Cinnamon, fresh-cut pine, spice, smoke, warm wood after rain. Alpha. Them.

I want to be strong. I want to be rational. But when I saw Tyler as I clutched my towel close, the floor cool beneath my feet—I wasn’t thinking with my mind.

I was thinking with need.

Tyler.

I smelled him before I saw him, his scent wrapped around my lungs, too rich to ignore.
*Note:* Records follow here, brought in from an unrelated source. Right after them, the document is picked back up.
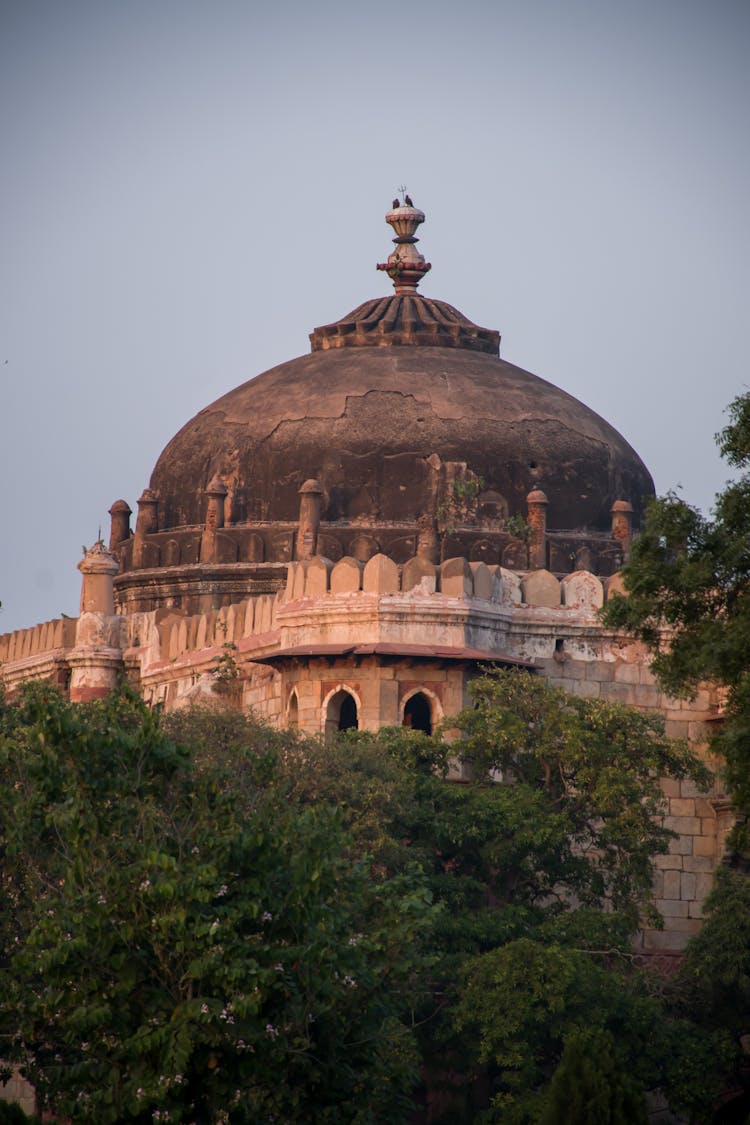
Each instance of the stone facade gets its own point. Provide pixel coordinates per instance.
(372, 645)
(349, 538)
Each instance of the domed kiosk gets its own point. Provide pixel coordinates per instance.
(414, 438)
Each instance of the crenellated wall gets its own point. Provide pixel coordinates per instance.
(381, 632)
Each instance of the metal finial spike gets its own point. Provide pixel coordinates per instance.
(405, 266)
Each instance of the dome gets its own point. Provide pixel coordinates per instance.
(406, 433)
(375, 424)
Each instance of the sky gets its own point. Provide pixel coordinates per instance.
(189, 188)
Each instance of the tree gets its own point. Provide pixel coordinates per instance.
(180, 894)
(179, 944)
(688, 599)
(542, 867)
(588, 1087)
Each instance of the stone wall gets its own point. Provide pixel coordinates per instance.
(381, 632)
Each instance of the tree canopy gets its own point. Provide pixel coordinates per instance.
(688, 597)
(206, 920)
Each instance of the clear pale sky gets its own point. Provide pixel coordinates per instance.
(189, 188)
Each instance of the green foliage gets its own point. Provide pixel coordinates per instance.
(688, 585)
(588, 1087)
(178, 939)
(541, 866)
(209, 919)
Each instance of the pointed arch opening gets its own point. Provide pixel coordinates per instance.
(292, 712)
(417, 712)
(341, 713)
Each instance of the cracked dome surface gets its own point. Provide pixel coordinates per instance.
(372, 423)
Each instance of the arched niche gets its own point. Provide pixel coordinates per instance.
(341, 712)
(292, 712)
(418, 712)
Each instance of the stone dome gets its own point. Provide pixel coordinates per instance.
(401, 432)
(376, 416)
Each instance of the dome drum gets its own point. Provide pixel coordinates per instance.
(417, 437)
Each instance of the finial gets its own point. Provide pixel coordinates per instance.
(405, 266)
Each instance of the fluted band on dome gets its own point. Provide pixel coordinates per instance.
(409, 320)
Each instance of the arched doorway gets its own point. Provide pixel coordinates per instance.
(341, 713)
(417, 712)
(292, 713)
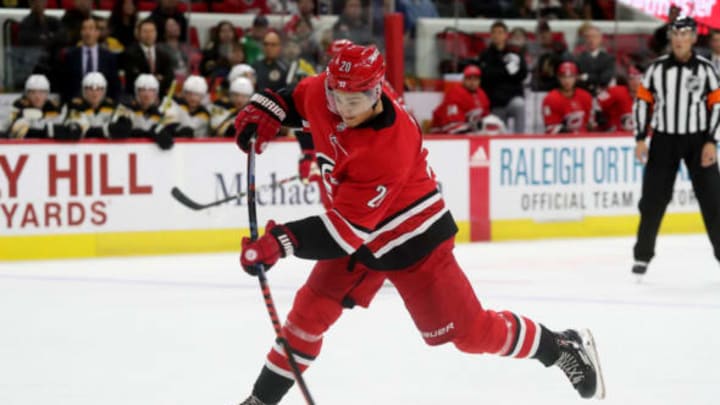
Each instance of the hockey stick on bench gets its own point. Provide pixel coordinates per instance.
(264, 286)
(183, 199)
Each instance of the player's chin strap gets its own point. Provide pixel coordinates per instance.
(264, 286)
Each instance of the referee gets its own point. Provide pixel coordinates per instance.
(680, 100)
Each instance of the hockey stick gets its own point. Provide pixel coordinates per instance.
(264, 286)
(183, 199)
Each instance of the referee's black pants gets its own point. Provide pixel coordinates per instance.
(663, 163)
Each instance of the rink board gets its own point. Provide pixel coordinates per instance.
(574, 186)
(61, 200)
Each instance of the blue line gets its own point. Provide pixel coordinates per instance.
(239, 286)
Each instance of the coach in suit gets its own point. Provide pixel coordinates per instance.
(88, 57)
(146, 56)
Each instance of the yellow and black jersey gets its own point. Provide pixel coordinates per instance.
(79, 111)
(198, 120)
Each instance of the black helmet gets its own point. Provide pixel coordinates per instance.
(683, 23)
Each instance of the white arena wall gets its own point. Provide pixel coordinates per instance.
(96, 198)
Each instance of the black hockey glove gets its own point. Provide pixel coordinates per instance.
(120, 129)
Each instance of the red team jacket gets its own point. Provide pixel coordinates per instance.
(460, 111)
(563, 114)
(616, 105)
(385, 207)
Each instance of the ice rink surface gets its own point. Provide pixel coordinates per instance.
(193, 330)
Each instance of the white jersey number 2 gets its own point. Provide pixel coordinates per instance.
(377, 200)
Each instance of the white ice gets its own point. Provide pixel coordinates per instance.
(193, 330)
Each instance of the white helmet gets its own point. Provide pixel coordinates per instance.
(195, 84)
(146, 81)
(242, 85)
(37, 82)
(94, 80)
(241, 70)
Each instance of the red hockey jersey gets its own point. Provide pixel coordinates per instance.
(563, 114)
(460, 110)
(616, 106)
(385, 205)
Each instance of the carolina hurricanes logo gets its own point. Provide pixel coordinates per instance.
(574, 120)
(327, 166)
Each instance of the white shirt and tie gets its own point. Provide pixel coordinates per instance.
(90, 59)
(149, 52)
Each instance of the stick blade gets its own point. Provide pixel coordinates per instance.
(185, 200)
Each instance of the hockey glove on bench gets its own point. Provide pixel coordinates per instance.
(277, 242)
(262, 116)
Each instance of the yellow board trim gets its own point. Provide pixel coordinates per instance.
(590, 227)
(38, 247)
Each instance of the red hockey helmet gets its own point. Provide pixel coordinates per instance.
(567, 69)
(337, 45)
(472, 71)
(355, 69)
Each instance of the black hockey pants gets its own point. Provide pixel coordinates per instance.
(663, 163)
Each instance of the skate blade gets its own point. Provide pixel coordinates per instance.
(591, 349)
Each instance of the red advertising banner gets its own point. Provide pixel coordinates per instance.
(705, 12)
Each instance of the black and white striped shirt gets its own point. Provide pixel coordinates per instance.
(679, 98)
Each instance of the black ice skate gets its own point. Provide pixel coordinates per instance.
(252, 400)
(579, 361)
(639, 269)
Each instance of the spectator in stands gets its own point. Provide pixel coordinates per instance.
(224, 110)
(518, 43)
(73, 19)
(308, 47)
(108, 42)
(88, 57)
(169, 9)
(123, 19)
(252, 41)
(241, 6)
(182, 53)
(145, 57)
(504, 72)
(660, 39)
(34, 115)
(193, 116)
(715, 49)
(38, 29)
(463, 107)
(352, 24)
(149, 118)
(306, 12)
(94, 113)
(217, 52)
(271, 70)
(597, 67)
(552, 53)
(14, 4)
(567, 109)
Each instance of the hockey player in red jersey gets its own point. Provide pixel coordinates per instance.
(463, 107)
(568, 108)
(615, 104)
(386, 220)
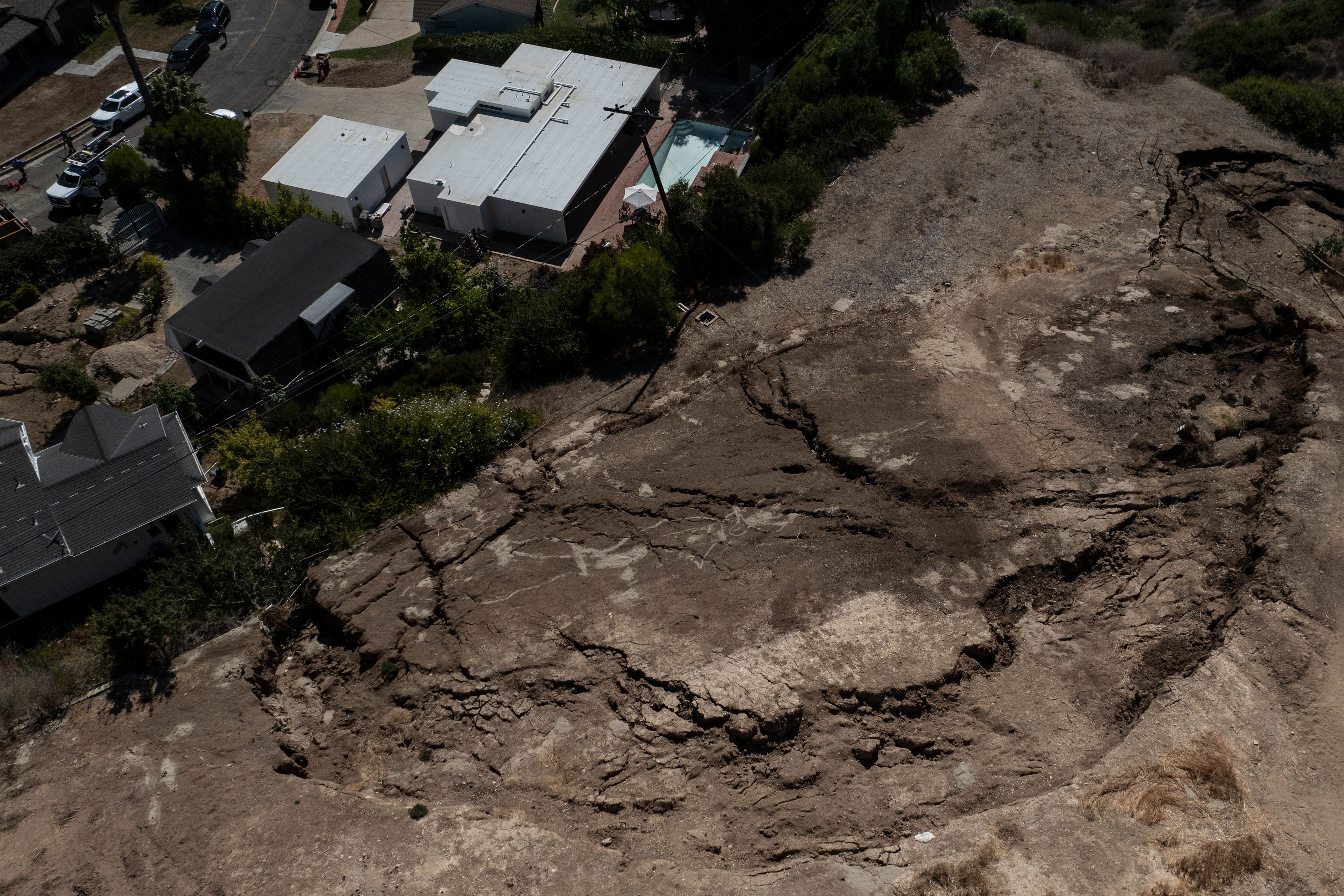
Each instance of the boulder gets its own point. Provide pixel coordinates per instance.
(139, 360)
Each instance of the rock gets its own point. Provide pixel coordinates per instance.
(1236, 450)
(796, 770)
(866, 750)
(139, 360)
(668, 724)
(709, 713)
(745, 729)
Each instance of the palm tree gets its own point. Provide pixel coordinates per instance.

I should have turned around. I knew I should have. But then—

“Lila...”

His voice. Low. Shaken.

My name, whispered like a prayer.

The steam parting like a veil, revealing tanned skin and taut muscle, the angles of his body gleaming beneath the candlelight. His head is tilted back, eyes closed, mouth parted. His hand moves beneath the water, rhythm steady, and it was clear what he’s doing. The other hand gripping the edge of the stone tub like he was trying to stay anchored.

He hadn’t startled. He hadn’t hidden.

Instead, he’d invited me to join him, his gaze trailing my damp curves of me while I couldn’t tear my eyes away from the broad shoulders, the strength coiled in every line of him, the raw, unguarded need.

I almost joined him, too, imagining those hands stroking me, instead, and straddling his large cock, him doing everything he’d texted me that he’d do.

if I’d stayed in that room one second longer—I wouldn’t have walked away.

I shift again, and Misty merps in annoyance. Her silver eyes watch me like she knows.

I bury my face in the pillow and groan. The storm outside isn’t my biggest problem anymore. The storm brewing in here might be my undoing.

Chapter forty-one

Rhys

It’s past midnight, but I can’t sleep.

The house is quiet in that heavy, weighted way that settles in after a storm—thick with memory and the scent of rain-soaked pine. The only light comes from the stove’s soft glow and the warm amber sconces tucked into the corners of the kitchen. I’ve kneaded the dough three times now—too long, too distracted—and shaped it into something that barely resembles cinnamon bread.

I’m not baking to eat.

I’m baking to breathe.

Because otherwise, I’ll just be sitting here, spinning in my head, thinking about her lips on mine. The way her mouth tasted like heat and sugar and the soft gasp she gave when I deepened the kiss. It wasn’t just a kiss—it was a mark. A scar on my soul, burning beneath the surface.